Scott Laughton, Michael Raffl and Jordan Weal, the team’s third line in name, all played under 10:07 throughout the whole game and no more than 4:01 in the third.
The fourth line had no issue finding playing time, though. Filppula skated more than 17 minutes and Weise and Lehtera were above 12 minutes. In the third, Lehtera and Filppula both played over five minutes.
It is worth noting that Filppula sees minutes on the power play (He kills penalties too, but there were no kills Friday). Still, that doesn’t explain the extra minutes for Lehtera and Weise.
What does is the simple fact that Hakstol trusts his fourth line with protecting leads. We saw him do something similar last week when he flipped Nolan Patrick with Filppula against the Montreal Canadiens.
The issue with effectively switching the two lines is that the fourth doesn’t bring any offensive pressure and only slightly more of a defensive presence than the third.
Against the Blue Jackets, it seemed pretty clear that scoring on Sergei Bobrovsky was not going to be simple. By the third, Hakstol seemed content with trying to preserve the 1-0 lead.
The team did get some chances, but if the third line played a minute more, there would have been more chances and possibly even a goal.

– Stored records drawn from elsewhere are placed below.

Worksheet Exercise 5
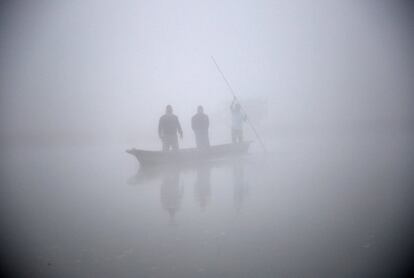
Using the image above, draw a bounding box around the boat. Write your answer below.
[126,141,251,167]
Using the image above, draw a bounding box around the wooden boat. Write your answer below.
[127,141,251,167]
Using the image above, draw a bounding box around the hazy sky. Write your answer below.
[0,0,412,146]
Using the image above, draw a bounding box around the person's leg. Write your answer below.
[171,135,179,150]
[239,129,243,142]
[234,130,241,143]
[162,139,168,151]
[232,129,236,143]
[198,132,208,149]
[164,135,174,151]
[195,133,201,149]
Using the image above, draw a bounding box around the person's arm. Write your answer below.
[206,115,209,130]
[158,117,163,139]
[177,117,183,138]
[191,116,195,131]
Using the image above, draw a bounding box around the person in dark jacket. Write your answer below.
[191,105,210,149]
[158,105,183,151]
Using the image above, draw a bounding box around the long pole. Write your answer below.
[211,56,267,152]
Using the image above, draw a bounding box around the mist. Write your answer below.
[0,0,413,277]
[1,0,412,147]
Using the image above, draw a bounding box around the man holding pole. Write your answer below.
[230,98,247,143]
[211,56,266,151]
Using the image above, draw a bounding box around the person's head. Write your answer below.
[235,103,241,112]
[166,105,173,114]
[197,105,204,114]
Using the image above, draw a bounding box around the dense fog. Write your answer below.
[1,0,412,148]
[0,1,413,277]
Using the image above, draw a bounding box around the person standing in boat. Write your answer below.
[158,105,183,151]
[230,98,247,143]
[191,105,210,149]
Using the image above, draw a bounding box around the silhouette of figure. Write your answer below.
[160,168,182,223]
[191,106,210,149]
[230,98,247,143]
[158,105,183,151]
[233,159,248,211]
[194,164,212,209]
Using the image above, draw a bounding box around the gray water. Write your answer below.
[1,134,413,277]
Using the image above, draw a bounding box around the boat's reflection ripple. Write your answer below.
[127,157,250,222]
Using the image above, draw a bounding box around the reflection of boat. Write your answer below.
[126,142,251,168]
[128,157,247,186]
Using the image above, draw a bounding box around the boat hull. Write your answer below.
[127,142,251,167]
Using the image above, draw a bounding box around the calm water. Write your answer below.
[1,135,413,277]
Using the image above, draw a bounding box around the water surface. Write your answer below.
[1,135,413,277]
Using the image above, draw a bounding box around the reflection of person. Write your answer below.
[191,106,210,149]
[158,105,183,151]
[233,160,248,211]
[160,169,182,222]
[194,164,211,209]
[230,98,247,143]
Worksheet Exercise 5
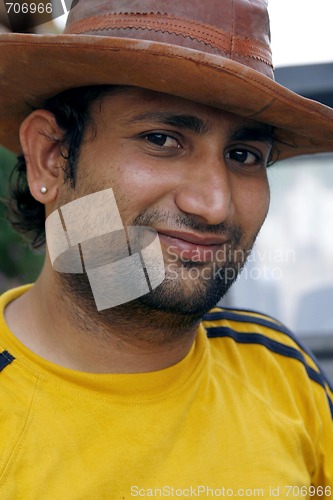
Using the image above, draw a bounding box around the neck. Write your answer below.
[4,264,199,374]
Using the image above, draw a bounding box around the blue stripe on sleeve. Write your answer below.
[0,350,15,372]
[204,308,333,392]
[205,326,333,418]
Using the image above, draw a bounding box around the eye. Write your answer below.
[226,148,261,165]
[144,133,180,149]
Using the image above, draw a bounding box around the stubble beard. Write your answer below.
[55,209,257,344]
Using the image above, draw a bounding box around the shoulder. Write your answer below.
[202,306,333,418]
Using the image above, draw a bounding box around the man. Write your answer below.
[0,0,333,497]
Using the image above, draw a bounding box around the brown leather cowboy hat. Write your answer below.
[0,0,333,157]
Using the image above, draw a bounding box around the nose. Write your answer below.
[174,155,233,225]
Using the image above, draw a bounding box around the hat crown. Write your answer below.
[65,0,273,78]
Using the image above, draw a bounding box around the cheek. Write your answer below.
[233,176,270,234]
[104,160,177,221]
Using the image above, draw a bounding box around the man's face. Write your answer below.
[56,87,271,317]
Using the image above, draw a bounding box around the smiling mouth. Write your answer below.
[157,230,229,263]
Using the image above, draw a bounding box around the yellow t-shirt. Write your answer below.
[0,286,332,499]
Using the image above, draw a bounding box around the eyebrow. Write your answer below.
[230,125,274,145]
[129,112,210,135]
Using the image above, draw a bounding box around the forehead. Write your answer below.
[94,86,268,132]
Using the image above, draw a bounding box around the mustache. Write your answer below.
[132,210,243,244]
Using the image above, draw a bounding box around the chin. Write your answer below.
[135,264,240,316]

Fans have lamented Hakstol’s personality of playing it safe and Friday was a showcase of that.
But he could have still gotten his way by just switching Weal with one of the fourth liners. Laughton and Raffl are fine in their own zone and can pot in a goal here and there. Moving Weise or Lehtera would help shore up any defensive issues from Weal and kept some offense flowing.
The Flyers ended up winning the game, but gave up a late goal and let Columbus earn a point. Playing the third line more wouldn’t have guaranteed that doesn’t happen, but would have helped Philly’s odds more.
Weal, Voracek Swap Spots vs. NYR
Of late, Hakstol has been making a lot of in-game adjustments. Sunday was another case of that with the coach moving Jordan Weal up to the second line and Jake Voracek to the third in the third period. Voracek also moved to his natural right wing position.
The second line did get pinned in its own zone a couple times Sunday, but did score the fourth goal of the game. My guess was this a ploy to try and get some offense going for Voracek. He’s better on the right wing and Weal can help – not as much as the Czech – but still enough to make an impact.
The Flyers ended up getting some offense, but none of the goals were scored by middle-six players. Hakstol didn’t say if the switch is permanent and there was no Flyers practice Monday to determine for sure, but personally, I would go back to the usual lineup.
Voracek is still dangerous on the left wing and the second line gives the Flyers a potent top six. Moving Voracek dilutes the second line greatly. It’s a good second option in a pinch, but shouldn’t be done permanently.